There’s something about the structure and culture of the internet that makes it easy for me to open up to people, bond with them, and eventually take our relationships into the real world.
Here's what the professionals have to say about the ideal length of time to date.
Dating apps immediately seemed familiar, and not all that different from other ways to build relationships online. Ask an absurdly specific and slightly bizarre question about pop culture. This line was, without a doubt, my favorite way to start conversations on Tinder.
Hooking up with girls and connecting with other local queer people no longer seemed insurmountable. Don’t open with something generic or weak that isn’t going to prompt them to answer. (If you don’t care about pop culture, ask a specific and slightly bizarre question about something you do care about, duh.) It’s an easy way to see if you have similar interests, to talk about culture and art, and to have a fun back-and-forth before making plans to meet up. I’m not saying the following is an exhaustive list of every first message I sent,* but it does include the best.

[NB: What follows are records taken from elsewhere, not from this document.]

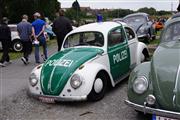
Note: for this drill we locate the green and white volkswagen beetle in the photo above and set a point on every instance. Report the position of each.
(92, 57)
(154, 87)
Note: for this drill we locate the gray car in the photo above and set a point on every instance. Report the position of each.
(142, 25)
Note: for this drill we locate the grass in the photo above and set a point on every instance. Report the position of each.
(16, 55)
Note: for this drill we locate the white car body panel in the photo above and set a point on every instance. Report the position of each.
(94, 65)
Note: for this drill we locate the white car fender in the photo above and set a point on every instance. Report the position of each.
(88, 74)
(37, 88)
(140, 47)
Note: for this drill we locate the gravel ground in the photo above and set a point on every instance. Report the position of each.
(21, 107)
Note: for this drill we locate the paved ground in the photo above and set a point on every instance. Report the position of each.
(16, 105)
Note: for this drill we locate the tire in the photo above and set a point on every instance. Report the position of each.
(17, 45)
(154, 37)
(99, 88)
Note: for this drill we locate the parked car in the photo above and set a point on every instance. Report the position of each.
(142, 24)
(159, 26)
(93, 57)
(16, 42)
(154, 87)
(48, 31)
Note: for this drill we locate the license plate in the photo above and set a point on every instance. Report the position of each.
(155, 117)
(47, 99)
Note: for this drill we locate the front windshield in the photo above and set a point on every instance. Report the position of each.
(84, 39)
(138, 19)
(171, 33)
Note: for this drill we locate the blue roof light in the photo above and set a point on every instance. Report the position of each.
(99, 18)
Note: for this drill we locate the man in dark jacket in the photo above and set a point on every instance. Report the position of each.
(5, 38)
(61, 27)
(24, 29)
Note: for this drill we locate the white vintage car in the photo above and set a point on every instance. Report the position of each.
(93, 57)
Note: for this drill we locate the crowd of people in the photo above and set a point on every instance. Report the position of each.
(32, 35)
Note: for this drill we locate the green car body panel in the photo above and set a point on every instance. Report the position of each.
(161, 73)
(60, 67)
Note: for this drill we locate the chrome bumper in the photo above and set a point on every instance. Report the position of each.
(58, 98)
(143, 36)
(155, 111)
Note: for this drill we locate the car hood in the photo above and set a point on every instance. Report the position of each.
(60, 67)
(166, 75)
(135, 26)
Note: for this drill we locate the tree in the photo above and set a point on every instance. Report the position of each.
(16, 8)
(178, 8)
(76, 7)
(150, 11)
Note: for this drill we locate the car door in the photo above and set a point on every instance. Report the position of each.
(118, 52)
(132, 43)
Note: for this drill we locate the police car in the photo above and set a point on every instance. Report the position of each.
(93, 57)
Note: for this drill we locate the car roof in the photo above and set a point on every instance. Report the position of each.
(172, 20)
(98, 26)
(12, 25)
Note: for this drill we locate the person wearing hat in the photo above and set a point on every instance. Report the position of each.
(38, 27)
(5, 38)
(24, 29)
(61, 27)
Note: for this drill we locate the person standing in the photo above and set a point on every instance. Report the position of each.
(38, 27)
(5, 38)
(24, 29)
(61, 27)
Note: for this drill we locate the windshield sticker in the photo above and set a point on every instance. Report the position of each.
(120, 56)
(60, 62)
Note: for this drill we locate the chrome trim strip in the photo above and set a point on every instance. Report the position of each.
(160, 112)
(58, 98)
(177, 76)
(176, 86)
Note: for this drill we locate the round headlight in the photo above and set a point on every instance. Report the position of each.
(150, 99)
(33, 79)
(141, 29)
(75, 81)
(140, 85)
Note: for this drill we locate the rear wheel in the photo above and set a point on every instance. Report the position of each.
(17, 45)
(99, 87)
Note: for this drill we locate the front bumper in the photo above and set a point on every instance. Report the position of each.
(155, 111)
(58, 98)
(142, 36)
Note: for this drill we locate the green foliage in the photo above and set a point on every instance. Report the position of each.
(150, 11)
(162, 12)
(16, 8)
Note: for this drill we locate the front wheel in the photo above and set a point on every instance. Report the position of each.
(99, 88)
(17, 45)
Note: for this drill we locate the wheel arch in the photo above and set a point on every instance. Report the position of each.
(141, 49)
(104, 72)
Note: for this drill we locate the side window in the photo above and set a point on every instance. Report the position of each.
(130, 33)
(116, 36)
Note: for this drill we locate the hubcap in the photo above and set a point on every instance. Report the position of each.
(98, 85)
(17, 46)
(142, 57)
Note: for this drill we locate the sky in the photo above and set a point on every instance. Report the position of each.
(124, 4)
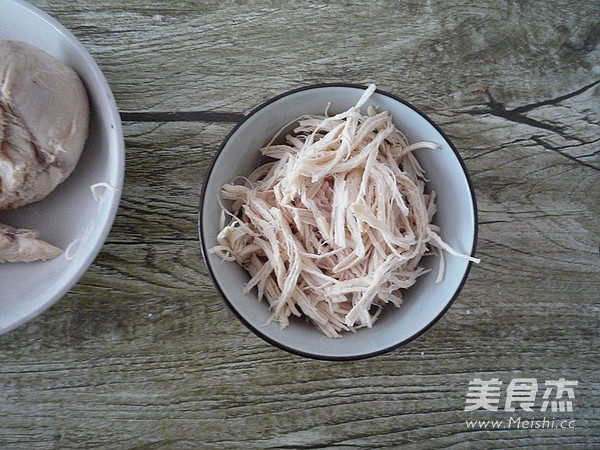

Far too many of my matches did not have an answer, but they always replied, because in a sea of “what’s ups” and “how are yous” and “heys,” my first stab at striking up conversation stood out.
Couples that dated for two years were 20 percent less likely to split.
If we can draw any conclusions from these studies, it would be that the couples who tended to hold off longer to marry ended up being the most satisfied in their marriages in the long-term and less likely to divorce.
If nothing else, this tactic at least led to some comedy. It is very important to be totally upfront with matches about your interests, even if those interests are slightly embarrassing or otherwise chip away at the very cool and sexy exterior of your Tinder profile.
There’s nothing wrong with being a little earnest and a little goofy.
Huston followed 168 newlywed couples over fourteen years and charted each couple's relationship satisfaction throughout.
Results showed that couples that had dated an average of twenty-five months before marriage were most happily married at the conclusion of the study.
But a lot of my friends have been getting married with fewer than this magical two years under their belts, and it's making me second-guess my rule. Does it really matter at all how long you date before you get married?